Issues around alcohol are tricky to tackle without an overarching regulatory body that can address a myriad of issues, adds Catherine Paradis, the leading expert on alcohol at the Canadian Centre on Substance Use and Addiction.

Unlike tobacco, vaping and cannabis, Canada has no alcohol act, making it “very challenging” to launch a comprehensive strategy on things including health, pricing, advertising, and labelling, says Paradis, whose agency was set up by Parliament to counsel decision-makers.

“There’s a little bit of regulation within the Food and Drugs Act, there’s a little bit of regulation within the Excise Tax (Act) but we do not have an alcohol act. If we had one, in the future, it would be easier to address all alcohol-related issues at the same time, including the necessity for Canadians to be well-informed,” she says from Sherbrooke, Que.

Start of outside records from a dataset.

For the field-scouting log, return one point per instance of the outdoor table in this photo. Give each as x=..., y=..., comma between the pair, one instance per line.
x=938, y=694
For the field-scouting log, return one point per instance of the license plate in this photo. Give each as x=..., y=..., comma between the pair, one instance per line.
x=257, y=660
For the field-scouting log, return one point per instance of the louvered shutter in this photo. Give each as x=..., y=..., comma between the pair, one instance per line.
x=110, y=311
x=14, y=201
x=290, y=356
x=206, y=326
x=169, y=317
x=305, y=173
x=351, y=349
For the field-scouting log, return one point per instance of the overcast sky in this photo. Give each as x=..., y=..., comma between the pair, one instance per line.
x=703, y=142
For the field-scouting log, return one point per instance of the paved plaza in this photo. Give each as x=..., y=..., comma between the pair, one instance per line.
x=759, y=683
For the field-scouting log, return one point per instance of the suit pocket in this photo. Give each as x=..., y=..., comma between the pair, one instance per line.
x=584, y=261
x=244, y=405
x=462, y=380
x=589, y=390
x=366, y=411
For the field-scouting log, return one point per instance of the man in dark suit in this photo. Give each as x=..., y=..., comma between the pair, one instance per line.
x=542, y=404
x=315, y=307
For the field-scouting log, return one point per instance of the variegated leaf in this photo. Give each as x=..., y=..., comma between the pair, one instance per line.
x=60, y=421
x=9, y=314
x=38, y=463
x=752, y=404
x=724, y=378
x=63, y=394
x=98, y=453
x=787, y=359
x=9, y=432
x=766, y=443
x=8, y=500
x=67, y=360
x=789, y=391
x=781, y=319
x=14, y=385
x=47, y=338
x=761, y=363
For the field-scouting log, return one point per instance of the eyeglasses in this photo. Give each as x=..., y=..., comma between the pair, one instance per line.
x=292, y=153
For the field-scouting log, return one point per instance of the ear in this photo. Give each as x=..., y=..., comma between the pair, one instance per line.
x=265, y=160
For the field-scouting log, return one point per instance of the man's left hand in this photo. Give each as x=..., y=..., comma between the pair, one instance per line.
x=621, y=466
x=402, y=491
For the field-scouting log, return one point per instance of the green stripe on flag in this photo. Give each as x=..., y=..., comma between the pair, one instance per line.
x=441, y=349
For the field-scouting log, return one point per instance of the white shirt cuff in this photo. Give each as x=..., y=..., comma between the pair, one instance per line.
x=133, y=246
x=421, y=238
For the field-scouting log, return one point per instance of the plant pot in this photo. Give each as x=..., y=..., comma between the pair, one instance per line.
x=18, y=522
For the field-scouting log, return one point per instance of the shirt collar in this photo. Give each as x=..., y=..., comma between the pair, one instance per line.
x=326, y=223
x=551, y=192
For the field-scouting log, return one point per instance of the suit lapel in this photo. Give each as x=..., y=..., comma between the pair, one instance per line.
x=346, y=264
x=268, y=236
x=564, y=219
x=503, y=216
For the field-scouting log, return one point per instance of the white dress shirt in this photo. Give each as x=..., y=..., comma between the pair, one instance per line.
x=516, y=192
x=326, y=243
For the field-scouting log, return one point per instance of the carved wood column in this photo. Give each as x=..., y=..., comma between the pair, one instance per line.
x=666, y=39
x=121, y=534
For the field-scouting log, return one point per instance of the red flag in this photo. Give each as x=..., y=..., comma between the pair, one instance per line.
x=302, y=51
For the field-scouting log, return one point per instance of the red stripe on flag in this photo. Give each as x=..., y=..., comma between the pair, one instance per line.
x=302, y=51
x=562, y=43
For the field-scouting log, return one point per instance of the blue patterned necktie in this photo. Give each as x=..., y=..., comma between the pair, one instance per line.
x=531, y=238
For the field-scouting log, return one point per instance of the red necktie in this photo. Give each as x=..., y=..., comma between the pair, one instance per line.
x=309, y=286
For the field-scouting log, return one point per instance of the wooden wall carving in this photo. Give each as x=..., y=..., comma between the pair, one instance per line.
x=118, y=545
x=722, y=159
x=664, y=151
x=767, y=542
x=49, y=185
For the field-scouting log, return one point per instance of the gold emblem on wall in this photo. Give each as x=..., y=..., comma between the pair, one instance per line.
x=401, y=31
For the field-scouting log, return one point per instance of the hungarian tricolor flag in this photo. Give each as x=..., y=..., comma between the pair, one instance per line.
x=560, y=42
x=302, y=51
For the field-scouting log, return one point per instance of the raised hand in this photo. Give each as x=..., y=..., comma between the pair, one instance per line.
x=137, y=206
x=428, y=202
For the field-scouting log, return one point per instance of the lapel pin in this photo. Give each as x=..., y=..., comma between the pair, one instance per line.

“Within the general population alcohol literacy is extremely low – there is very little knowledge about Canada’s low-risk drinking guidelines and even less about the fact that alcohol causes several chronic diseases, including seven types of cancer.”

She adds that alcohol is the only food product that does not have nutrition information on its containers and the only legal psychoactive product that does not need to be labelled with mandatory health warnings.

She wondered if enlisting the food guide more aggressively suggests those gaps are next to be addressed. Paradis notes revisions are also underway on the Canadian Drugs and Substance Strategy, the results of which could guide policy on prevention, enforcement, treatment, and harm reduction.

“This is all new,” she says, perceiving an attempt afoot to unite disparate efforts.

“Alcohol being mentioned in this new food guide, to me, is an encouraging sign that moving forward our government might decide to address alcohol in a comprehensive manner that will have significant and long lasting impact on Canadians’ lives.”